Methodist Women Embark On a Clean-Up Campaign

  • Written by: Mandla Tshuma, ZDDT Field Correspondent

Ginya

BULAWAYO - A total of 60 women from the African Methodist Episcopal Church’s Women Missionary Society (WMS), mobilised themselves and embarked on a clean-up campaign, which saw them clean the EF Watson Clinic, situated in Bulawayo’s Mpopoma Township, in Ward 9.

During the clean-up exercise, which ran for three hours on 25 February 2017, the women weeded out grass which had overgrown in the clinic’s yard as a result of incessant rains the country continues to receive.

WMS South West Zimbabwe president, Mrs Josephine Ginya, who told the ZDDT News that a clean city is a winning city, attracting not only visitors, but investors as well, emphasised the need for residents to keep Bulawayo clean.

South West Zimbabwe covers 20 Methodist church branches.

“We came here upon realisation that we received a lot of rainfall this year and the grass has grown so tall,” said Mrs Ginya.

“This is our health centre where smartness and cleanliness should be found. When patients come here, they should be treated in a clean place. We do not want a situation whereby patients’ lives are under threat from snakes coming out of the grass.”

Mrs Ginya encouraged other churches to also go out do community service as well.

“For people to know that we are the followers for Jesus Christ, let us go out and do the work just like what the Lord Jesus Christ did,” she explained.

“A dirty place is not good because it becomes the breeding site for diseases.
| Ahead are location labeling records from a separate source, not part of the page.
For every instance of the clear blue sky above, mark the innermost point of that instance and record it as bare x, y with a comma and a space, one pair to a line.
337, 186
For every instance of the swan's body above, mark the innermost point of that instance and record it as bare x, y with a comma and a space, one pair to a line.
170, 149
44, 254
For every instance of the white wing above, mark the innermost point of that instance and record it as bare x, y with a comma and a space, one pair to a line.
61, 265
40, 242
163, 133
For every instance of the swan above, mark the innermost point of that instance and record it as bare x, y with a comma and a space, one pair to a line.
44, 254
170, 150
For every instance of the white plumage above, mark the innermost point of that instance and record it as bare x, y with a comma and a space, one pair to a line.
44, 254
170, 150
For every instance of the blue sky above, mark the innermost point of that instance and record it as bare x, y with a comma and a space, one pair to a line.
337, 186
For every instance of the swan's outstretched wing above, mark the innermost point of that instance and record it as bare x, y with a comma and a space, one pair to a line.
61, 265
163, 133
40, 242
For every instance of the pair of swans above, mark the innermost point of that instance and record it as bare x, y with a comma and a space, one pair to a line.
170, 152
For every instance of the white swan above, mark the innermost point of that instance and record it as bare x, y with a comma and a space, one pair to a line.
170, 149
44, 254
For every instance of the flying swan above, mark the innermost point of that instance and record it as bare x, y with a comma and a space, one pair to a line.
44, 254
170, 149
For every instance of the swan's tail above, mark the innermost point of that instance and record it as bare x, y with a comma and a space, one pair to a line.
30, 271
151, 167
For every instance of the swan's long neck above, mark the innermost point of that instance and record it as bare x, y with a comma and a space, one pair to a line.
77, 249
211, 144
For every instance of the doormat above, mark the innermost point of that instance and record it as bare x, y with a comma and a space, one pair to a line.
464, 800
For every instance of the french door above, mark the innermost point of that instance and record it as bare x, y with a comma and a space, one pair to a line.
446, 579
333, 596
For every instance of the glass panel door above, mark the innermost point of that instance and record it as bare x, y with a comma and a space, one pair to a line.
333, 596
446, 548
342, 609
We encourage people to always clean places that they live in.”

After the Mpopoma clean-up exercise, the Christian women headed for Entembeni Old

People’s Home in Luveve where they donated 125kg gas, 60 kg mealie-meal, bath soaps and bottles of Vaseline to the elderly housed there.

“We are following the scriptures which challenge us to go out there to all nations; people have to know Christ through us,” Mrs Ginya said.

She added that they have been donating to the home every last week of February for the past 10 years.